Synthesis of recent publications & outlook

While recent experimental research adds to the increasing body of evidence for a causal relationship between prenatal maternal stress and asthma risk in the offspring, the epidemiological evidence supporting this notion is insufficient. Several reasons may be responsible for these weakly consistent findings. The current epidemiological evidence is restricted to observational studies, which are influenced by known uncertainties and potential biases. Randomized clinical trials in which maternal stress is induced during pregnancy have so far not been performed and are unlikely to be performed in the future because of ethical constraints. In addition, a study with interventional stress reduction in comparison to a non-interventional group would also be ethically questionable. Observational studies are in general hindered by residual confounding, which can be particularly problematic for complex factors such as maternal stress. A further reason may be related to how maternal stress is defined and measured in population studies. Epidemiological studies commonly use adverse life events as a surrogate for stress. This approach has several methodological advantages, but does not include the perception of a potential stress-induced event. Self-perceived stress might be an even more relevant marker as individuals differ in how they respond to the same life events. However, a personality trait, such as anxiety, is also a poor surrogate for stress on its own. Thus, improved assessments of stress in population studies might increase our understanding of the complex association between maternal stress and asthma risk in the offspring. Stress throughout life (life-course epidemiology), and not only during the pregnancy period, needs also to be considered in future studies and is presumably a major limitation of the previously published epidemiological studies on this topic. Finally, the inclusion of intermediate phenotypes, such as metabolic profiles and gene expression characteristics during the life-course, would help further our understanding of potential causal mechanisms.

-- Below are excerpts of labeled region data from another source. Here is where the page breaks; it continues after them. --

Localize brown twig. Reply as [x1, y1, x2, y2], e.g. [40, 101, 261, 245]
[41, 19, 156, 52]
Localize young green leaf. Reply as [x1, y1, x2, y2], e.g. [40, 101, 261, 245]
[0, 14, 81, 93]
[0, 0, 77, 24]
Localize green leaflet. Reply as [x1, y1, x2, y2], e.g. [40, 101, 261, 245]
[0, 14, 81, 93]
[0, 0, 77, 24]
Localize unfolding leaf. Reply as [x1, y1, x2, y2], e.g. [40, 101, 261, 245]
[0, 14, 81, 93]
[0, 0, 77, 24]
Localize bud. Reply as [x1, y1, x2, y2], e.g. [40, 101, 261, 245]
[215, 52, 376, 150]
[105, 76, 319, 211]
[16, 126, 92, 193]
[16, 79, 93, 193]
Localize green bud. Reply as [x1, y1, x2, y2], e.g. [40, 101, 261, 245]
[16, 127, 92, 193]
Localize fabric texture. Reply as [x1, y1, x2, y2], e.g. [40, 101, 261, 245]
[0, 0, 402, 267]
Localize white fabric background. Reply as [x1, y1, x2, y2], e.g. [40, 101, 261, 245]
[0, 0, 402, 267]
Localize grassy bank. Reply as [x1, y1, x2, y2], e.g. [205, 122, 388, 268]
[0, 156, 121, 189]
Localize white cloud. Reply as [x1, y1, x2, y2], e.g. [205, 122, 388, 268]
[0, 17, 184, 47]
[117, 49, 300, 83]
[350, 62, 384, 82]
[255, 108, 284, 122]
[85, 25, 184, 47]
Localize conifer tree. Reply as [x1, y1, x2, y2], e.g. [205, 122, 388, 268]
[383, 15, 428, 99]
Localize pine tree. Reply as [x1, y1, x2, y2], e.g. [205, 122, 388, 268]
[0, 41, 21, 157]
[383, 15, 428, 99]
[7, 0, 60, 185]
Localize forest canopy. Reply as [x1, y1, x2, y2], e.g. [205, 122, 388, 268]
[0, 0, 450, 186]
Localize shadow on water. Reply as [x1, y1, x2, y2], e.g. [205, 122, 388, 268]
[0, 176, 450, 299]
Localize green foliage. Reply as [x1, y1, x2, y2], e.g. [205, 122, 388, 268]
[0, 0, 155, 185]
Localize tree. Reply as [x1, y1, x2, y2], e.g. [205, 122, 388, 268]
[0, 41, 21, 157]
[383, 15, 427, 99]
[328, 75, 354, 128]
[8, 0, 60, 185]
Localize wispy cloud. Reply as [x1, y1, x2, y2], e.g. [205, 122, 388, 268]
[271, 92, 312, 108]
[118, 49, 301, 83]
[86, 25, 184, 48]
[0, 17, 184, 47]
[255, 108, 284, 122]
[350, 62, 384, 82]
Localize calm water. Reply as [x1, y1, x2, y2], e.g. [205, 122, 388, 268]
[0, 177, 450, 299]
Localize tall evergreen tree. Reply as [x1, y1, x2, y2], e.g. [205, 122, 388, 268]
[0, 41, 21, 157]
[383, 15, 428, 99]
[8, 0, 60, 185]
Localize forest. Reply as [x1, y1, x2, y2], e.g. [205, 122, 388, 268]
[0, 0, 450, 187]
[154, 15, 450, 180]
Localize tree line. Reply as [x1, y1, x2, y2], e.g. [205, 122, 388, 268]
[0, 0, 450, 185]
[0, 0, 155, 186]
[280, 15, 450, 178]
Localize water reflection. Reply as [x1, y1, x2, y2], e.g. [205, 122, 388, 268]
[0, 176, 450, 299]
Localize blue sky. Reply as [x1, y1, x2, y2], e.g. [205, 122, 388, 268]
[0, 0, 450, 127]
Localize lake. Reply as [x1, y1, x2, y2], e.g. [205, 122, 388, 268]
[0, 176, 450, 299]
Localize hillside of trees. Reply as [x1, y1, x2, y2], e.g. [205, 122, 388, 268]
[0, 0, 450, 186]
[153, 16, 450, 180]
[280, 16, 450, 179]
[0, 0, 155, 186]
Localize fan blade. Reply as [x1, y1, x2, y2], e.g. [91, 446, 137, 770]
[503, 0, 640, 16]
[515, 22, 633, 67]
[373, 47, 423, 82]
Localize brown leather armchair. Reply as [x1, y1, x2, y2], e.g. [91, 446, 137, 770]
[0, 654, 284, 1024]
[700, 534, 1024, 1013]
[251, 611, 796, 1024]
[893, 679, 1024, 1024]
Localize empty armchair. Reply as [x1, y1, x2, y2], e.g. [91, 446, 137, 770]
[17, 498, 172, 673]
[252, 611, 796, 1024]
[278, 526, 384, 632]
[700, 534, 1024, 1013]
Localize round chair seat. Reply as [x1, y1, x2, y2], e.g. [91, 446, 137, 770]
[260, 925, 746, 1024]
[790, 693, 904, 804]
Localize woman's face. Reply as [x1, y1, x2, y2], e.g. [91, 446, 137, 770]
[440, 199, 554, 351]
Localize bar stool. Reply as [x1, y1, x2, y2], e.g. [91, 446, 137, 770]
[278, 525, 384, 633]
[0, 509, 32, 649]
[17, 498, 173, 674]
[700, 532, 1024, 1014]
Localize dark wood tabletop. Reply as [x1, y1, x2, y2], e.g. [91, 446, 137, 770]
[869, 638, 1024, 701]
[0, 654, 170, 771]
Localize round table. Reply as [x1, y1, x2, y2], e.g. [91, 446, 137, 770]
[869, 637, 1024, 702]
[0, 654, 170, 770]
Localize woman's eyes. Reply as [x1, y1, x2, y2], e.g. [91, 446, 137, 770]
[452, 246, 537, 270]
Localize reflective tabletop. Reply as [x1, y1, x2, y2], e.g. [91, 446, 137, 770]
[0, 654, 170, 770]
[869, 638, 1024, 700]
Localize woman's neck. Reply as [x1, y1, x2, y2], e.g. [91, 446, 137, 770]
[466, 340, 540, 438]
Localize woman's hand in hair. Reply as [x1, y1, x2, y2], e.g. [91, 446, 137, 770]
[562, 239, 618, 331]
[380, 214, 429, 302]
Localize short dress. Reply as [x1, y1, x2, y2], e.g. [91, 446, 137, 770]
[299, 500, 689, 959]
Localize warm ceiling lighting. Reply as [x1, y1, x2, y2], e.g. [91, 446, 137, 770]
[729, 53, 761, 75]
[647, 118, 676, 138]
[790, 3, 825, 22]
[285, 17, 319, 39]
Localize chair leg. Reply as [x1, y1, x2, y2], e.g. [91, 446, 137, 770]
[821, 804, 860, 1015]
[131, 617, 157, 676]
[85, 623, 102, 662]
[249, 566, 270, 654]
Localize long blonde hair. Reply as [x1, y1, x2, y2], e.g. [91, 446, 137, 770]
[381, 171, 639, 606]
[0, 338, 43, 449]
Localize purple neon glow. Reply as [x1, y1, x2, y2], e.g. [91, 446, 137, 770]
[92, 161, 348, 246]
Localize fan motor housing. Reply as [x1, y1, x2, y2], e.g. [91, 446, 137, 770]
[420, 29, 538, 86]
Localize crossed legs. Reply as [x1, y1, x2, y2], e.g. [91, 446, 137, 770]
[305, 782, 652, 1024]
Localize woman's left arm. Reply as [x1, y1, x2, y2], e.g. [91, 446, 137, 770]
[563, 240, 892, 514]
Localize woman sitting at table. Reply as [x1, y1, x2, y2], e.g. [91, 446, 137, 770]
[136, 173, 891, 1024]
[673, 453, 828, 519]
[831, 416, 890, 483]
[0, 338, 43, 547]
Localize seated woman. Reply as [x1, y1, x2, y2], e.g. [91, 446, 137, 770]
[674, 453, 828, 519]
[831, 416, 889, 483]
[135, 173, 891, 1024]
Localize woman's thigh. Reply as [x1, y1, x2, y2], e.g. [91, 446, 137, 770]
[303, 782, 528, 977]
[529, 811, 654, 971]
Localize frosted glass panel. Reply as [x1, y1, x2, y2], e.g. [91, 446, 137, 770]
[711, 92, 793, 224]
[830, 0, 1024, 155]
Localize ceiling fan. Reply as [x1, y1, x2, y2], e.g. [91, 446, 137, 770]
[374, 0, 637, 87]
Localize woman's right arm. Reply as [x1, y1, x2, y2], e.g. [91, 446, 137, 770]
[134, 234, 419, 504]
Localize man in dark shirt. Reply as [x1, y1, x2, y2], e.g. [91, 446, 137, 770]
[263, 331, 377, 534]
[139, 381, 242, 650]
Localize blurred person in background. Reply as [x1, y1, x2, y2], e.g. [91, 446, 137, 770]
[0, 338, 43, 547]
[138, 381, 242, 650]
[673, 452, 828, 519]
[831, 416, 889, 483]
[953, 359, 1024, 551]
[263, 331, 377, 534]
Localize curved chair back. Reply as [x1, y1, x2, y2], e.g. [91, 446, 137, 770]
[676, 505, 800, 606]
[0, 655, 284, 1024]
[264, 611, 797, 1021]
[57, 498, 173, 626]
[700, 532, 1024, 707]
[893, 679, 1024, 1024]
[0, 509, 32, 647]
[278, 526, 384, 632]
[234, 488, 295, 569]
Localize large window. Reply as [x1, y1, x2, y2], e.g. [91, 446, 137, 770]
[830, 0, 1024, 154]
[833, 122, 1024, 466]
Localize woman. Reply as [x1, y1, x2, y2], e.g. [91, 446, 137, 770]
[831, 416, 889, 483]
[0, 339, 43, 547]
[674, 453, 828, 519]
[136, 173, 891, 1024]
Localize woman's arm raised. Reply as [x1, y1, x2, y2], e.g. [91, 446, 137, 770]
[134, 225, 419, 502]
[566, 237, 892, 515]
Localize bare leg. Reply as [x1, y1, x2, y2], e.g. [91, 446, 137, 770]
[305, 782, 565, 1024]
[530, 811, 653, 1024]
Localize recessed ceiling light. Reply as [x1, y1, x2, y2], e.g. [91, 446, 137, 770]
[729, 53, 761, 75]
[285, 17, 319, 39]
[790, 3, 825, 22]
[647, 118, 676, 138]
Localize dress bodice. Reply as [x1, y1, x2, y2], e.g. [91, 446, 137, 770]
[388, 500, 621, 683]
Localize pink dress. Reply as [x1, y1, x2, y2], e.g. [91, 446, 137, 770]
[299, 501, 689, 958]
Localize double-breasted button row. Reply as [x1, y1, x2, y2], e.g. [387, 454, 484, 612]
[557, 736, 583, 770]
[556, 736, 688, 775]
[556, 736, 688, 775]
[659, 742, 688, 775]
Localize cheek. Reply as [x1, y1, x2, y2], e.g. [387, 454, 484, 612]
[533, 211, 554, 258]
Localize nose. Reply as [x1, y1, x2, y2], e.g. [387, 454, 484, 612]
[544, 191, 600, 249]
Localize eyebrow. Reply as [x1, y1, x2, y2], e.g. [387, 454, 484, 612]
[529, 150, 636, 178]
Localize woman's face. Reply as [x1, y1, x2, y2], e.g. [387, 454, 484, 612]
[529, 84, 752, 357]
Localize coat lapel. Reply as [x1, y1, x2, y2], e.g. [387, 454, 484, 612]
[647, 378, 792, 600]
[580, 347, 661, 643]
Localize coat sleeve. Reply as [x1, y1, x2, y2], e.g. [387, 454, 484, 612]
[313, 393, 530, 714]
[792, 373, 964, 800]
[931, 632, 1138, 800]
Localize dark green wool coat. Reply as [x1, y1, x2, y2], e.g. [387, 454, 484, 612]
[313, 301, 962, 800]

Financial & competing interests disclosure

The authors have no relevant affiliations or financial involvement with any organization or entity with a financial interest in or financial conflict with the subject matter or materials discussed in the manuscript. This includes employment, consultancies, honoraria, stock ownership or options, expert testimony, grants or patents received or pending, or royalties.

No writing assistance was utilized in the production of this manuscript.